Coding interview Essentials

34. Median of two sorted arrays

Median of two sorted arrays


The median is one of the most basic and important concepts in statistics and probability theory with applications in almost every field of science. It is defined as the value that splits a certain dataset into two equally sized halves: the higher and the lower half. For example the median of the dataset \(\{1,3,4,6,10,12,19\}\) is \(6\) because we have \(3\) elements greater and \(3\) elements smaller than \(6\). When the size of the dataset is even, no such element exists and thus the median is defined as the mean of the two middle elements; For instance given the dataset \(\{1,3,4,6,8,10,12,19\}\), the median is \(\frac{6+8}{2}=7\).

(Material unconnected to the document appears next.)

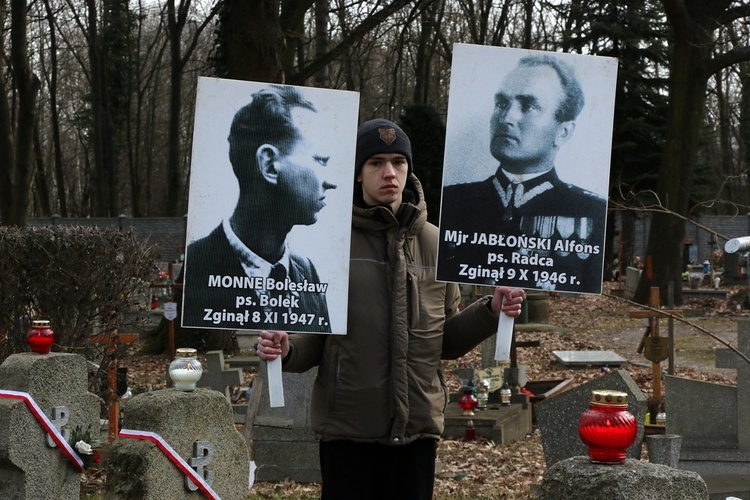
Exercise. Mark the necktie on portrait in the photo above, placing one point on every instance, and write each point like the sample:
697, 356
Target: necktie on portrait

The problem covered in this chapter concerns finding the median from a dataset provided as two separate input lists of values (you can imagine, for instance, that each input set comes from a separate thread as part of a multithreaded application to analyze a large dataset). Although an obvious solution can be derived from the definition of median, this problem is still considered difficult to solve optimally in a coding interview context as it requires non-trivial insights and careful implementation.

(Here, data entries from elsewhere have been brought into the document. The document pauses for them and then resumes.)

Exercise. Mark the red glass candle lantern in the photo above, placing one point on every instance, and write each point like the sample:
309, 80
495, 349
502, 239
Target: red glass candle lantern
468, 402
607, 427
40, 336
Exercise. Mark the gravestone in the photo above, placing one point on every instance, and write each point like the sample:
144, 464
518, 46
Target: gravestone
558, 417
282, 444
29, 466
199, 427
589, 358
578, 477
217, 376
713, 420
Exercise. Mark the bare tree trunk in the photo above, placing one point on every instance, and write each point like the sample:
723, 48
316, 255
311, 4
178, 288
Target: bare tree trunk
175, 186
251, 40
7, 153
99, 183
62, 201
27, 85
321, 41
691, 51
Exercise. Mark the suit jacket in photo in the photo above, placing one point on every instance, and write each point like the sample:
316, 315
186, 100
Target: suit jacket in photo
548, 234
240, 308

We will start by dissecting the problem statement before we then take a deeper dive into a number of possible solutions beginning with a naive and inefficient approach and working up to the more more sophisticated and optimal approach.

Problem statement

You are given two sorted arrays \(A\) and \(B\) of size \(m\) and \(n\), respectively. Your task is to write a function that takes as input \(A\) and \(B\) and returns the median of the two sorted arrays. \(A\) and \(B\) con be considered to be proper subsets of a third dataset \(C = A \cup B\).

Given two sorted arrays:

  • \(A=[1,4,6,10,15]\)

  • \(B=[2,3,5,6]\)

The median is \(5\) (see Figure 38.1).

Given two sorted arrays:

  • \(A=[1,4,6,10]\)

  • \(B=[2,3,5,6]\)

The median is \(\frac{5+4}{2} = 4.5\) (see Figure 38.2).

[fig:median_sorted_arrays:example2] Figure 1: Example of median of two sorted arrays where the total number of elements is odd.

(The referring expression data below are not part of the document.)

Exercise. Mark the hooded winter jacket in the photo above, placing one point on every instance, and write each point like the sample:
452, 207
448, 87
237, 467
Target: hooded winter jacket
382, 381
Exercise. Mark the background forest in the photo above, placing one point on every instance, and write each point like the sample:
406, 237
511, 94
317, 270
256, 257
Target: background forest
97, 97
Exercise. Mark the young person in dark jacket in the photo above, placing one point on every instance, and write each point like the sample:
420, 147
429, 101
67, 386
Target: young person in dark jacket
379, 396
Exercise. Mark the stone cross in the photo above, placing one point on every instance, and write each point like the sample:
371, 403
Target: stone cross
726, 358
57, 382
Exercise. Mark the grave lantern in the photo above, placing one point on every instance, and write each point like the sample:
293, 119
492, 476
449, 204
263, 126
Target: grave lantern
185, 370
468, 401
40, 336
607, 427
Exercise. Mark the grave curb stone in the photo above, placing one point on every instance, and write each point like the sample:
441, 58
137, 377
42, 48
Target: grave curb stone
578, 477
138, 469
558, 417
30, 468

[fig:median_sorted_arrays:example1] Figure 2: Example of median of two sorted arrays where the total number of elements is even.

Clarification Questions

Can \(A\) or \(B\) be empty?

Yes, but you can assume that \(|A \cup B| > 0\) i.e. at most one of the input array can be empty.


Let’s start our discussion by reviewing the concept of the median. The median of a collection \(C\) of \(n\) elements is (\(C_i\) represents the \(i^{th}\) element of \(C\)):

  • \(C_{\frac{n}{2}}\) if \(n\) is odd (see Figure 38.2)

  • \(\frac{C_{ \lfloor \frac{n}{2} \rfloor }+C_{ \lceil \frac{n}{2} \rceil }}{2}\) if \(n\) is even (see Figure 38.1)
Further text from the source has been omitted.